Maybe somebody can help.
I was chatting to Embii on the Facebook page of Apertus.io. He mentioned that they are able to get Javascript programs to run on Datacoin but only with the 20byte payload, not the full 128kB payload. They can write the data, but no other client can read it. With the 20byte payload it is very expensive to write Javascript programs into the Datacoin blockchain (you need to pay 0.05DTC for every chunk of code that gets written and with 20bytes you need a lot of chunks).
From embii:
"we implemented encoding and deciding base 64 for DataCoin...we did get this to work...except what is saved in this manner is only accessible via RPC to the wallet that saved it... this is the real problem and is the main reason we abandoned it. It does have personal applications but does not let you share anything saved with others."

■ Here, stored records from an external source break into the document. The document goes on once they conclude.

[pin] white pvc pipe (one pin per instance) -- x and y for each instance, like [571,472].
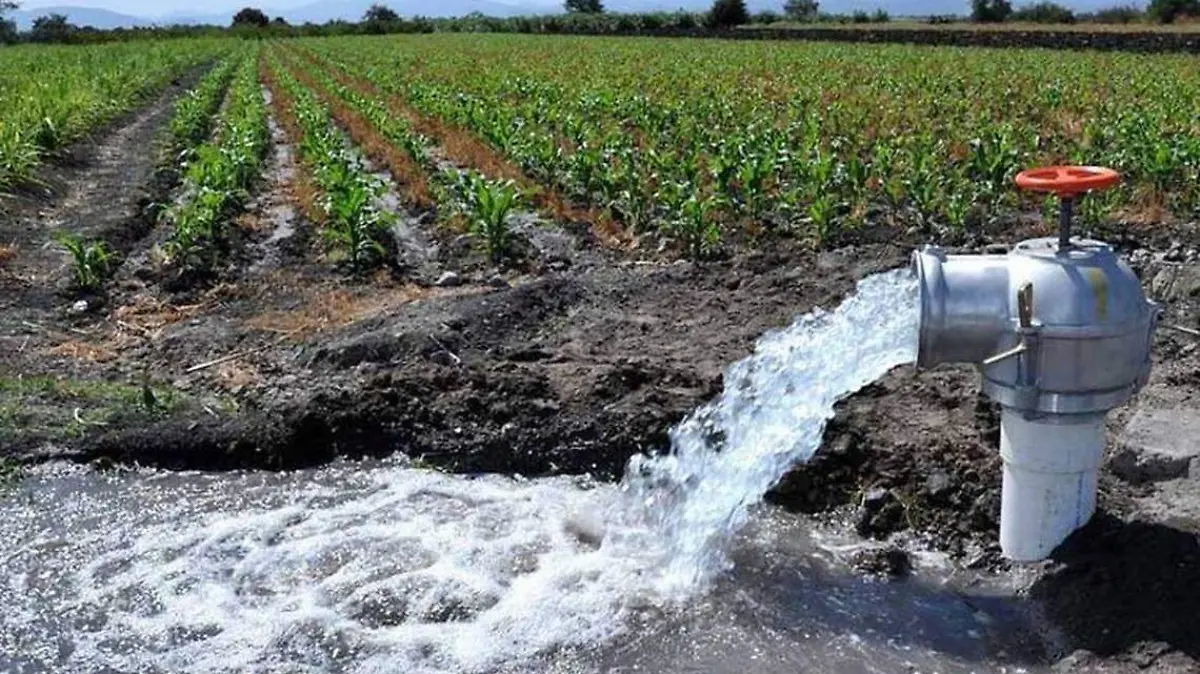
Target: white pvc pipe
[1051,465]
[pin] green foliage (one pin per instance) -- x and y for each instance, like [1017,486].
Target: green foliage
[52,28]
[196,109]
[802,10]
[1168,11]
[91,262]
[379,13]
[219,173]
[52,95]
[251,17]
[1119,14]
[1044,13]
[354,224]
[491,204]
[727,13]
[583,6]
[990,11]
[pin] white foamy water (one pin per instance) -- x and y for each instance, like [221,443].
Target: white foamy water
[769,417]
[384,567]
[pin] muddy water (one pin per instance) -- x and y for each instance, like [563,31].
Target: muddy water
[387,567]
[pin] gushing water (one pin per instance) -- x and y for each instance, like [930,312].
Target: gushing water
[771,416]
[391,569]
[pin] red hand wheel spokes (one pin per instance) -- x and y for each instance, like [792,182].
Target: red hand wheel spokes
[1067,181]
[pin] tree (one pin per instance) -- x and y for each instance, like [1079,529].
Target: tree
[990,11]
[1044,13]
[52,28]
[381,14]
[7,28]
[726,13]
[1167,11]
[251,17]
[802,10]
[583,6]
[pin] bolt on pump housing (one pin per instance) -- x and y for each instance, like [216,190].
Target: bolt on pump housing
[1061,332]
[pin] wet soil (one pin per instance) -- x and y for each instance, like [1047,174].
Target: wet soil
[283,360]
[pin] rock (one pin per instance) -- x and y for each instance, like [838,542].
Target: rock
[1176,282]
[1158,444]
[448,280]
[891,561]
[937,483]
[880,515]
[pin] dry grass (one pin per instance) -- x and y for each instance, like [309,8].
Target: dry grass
[237,375]
[83,351]
[337,308]
[148,314]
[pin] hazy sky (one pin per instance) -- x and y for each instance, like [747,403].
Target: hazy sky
[163,7]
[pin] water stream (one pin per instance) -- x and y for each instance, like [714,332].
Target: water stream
[382,567]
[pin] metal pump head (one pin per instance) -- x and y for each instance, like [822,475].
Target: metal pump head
[1056,326]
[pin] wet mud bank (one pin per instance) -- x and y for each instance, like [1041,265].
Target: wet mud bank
[569,368]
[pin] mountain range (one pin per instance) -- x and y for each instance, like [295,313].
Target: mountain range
[327,10]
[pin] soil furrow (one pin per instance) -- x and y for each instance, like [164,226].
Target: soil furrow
[465,149]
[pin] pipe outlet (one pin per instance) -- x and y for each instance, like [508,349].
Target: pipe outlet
[1061,332]
[1053,330]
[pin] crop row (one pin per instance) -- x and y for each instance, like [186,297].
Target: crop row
[353,223]
[51,96]
[220,173]
[195,112]
[688,138]
[484,202]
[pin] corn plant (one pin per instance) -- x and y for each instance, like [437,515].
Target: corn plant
[52,96]
[697,228]
[219,173]
[791,131]
[91,260]
[354,226]
[195,110]
[492,204]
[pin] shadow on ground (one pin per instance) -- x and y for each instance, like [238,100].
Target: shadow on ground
[1120,585]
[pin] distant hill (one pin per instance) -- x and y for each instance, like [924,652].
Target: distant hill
[102,19]
[322,11]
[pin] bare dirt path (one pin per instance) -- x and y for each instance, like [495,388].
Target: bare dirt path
[286,361]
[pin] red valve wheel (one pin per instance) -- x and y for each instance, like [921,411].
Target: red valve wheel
[1067,181]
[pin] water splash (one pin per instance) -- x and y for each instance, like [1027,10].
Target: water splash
[769,417]
[389,569]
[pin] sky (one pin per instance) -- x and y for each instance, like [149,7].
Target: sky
[153,8]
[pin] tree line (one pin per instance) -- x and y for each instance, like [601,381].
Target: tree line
[582,16]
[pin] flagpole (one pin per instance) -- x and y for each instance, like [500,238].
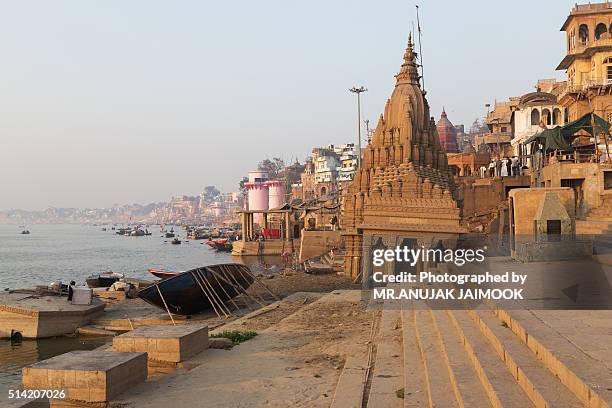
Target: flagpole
[420,46]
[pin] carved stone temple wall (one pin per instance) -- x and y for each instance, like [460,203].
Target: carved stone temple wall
[403,191]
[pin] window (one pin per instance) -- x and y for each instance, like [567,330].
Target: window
[535,117]
[546,117]
[557,116]
[607,180]
[553,230]
[600,30]
[583,34]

I tried to see if I could find the problem in the Datacoin wallet. In rpcwallet.cpp I saw
senddata(const Array& params, bool fHelp)
{
if (fHelp || 1 != params.size())
throw runtime_error(
"senddata [data]\n"
" is a base64 encoded data chunk"
+ HelpRequiringPassphrase());
CWalletTx wtx;
// Transaction data
std::string txdata;
if (params.size() > 0 && params[0].type() != null_type && !params[0].get_str().empty()) {
txdata = params[0].get_str();
if (txdata.length() > MAX_TX_DATA_SIZE)
throw JSONRPCError(RPC_INVALID_PARAMETER, "data chunk is too long. split it the payload to several transactions.");
}
string strError = pwalletMain->SendData(wtx, false, txdata);
if (strError != "")
throw JSONRPCError(RPC_WALLET_ERROR, strError);
return wtx.GetHash().GetHex();
}
I suspect HelpRequiringPassphrase() is the suspect. Anybody else have an idea? We will have to remove this so that other wallets can see the 128kB data in the blockchain.
If this can be done the Datacoin blockchain will contain Javascript programs that will be visible to other clients and executable in the Apertus.io browser. And maybe other browsers as well. Datacoin could then use Javascript as a programming language.